I first measure how fast my test system can simply read and throw away data. The idea is that this baseline value should approach the hardware read throughput limit and provide a sanity check on my benchmarking approach. Here is the code for the baseline.

void ReadAndThrowAway(System.IO.FileStream stream, byte[] buf)
{
    int bytesRead;
    do {
        bytesRead = stream.Read(buf, 0, buf.Length);
    }
    while (bytesRead == buf.Length);
}

Test hardware is an Apple SSD AP1024N from a 2019 16" touch-bar MacBook Pro which I have read has about a 2.8 GB/s throughput. However, when I run the above code I get a throughput around 3.4 GB/s. Further, when I run it multi-threaded I get throughputs over 5 GB/s.

I have suspected that this could be because the file is cached in RAM. So to prevent caching I use a 32 GB test file. My thinking is that complete benchmark runs should always be forced to read the file again since I only have 16 GB RAM.

Is it possible that my Apple SSD really is this fast?

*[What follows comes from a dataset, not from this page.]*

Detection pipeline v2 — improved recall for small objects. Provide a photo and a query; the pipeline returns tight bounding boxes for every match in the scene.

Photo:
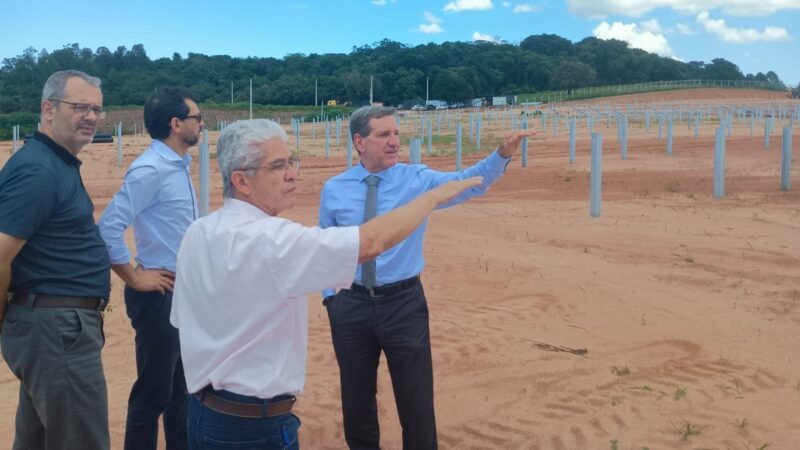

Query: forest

Is this SSD PCIe 3.0 x 4 lanes? Is my benchmark over-reporting throughput somehow? And if so how?

A full write up and source code can be found here on Github.

1

There are 1 best solutions below

0
dynamicbutter On

Resolved. I just realized that the test only exceeds 3.4 GB/s when I turn off file caching using F_NOCACHE. This makes sense because I'm turning it off while a large part of the 32 GB test file is still lodged in memory. So its going to stay lodged in memory since nothing is overwriting the file cache anymore. The subsequent tests are going to be faster because a big chunk of their data is now cached in memory.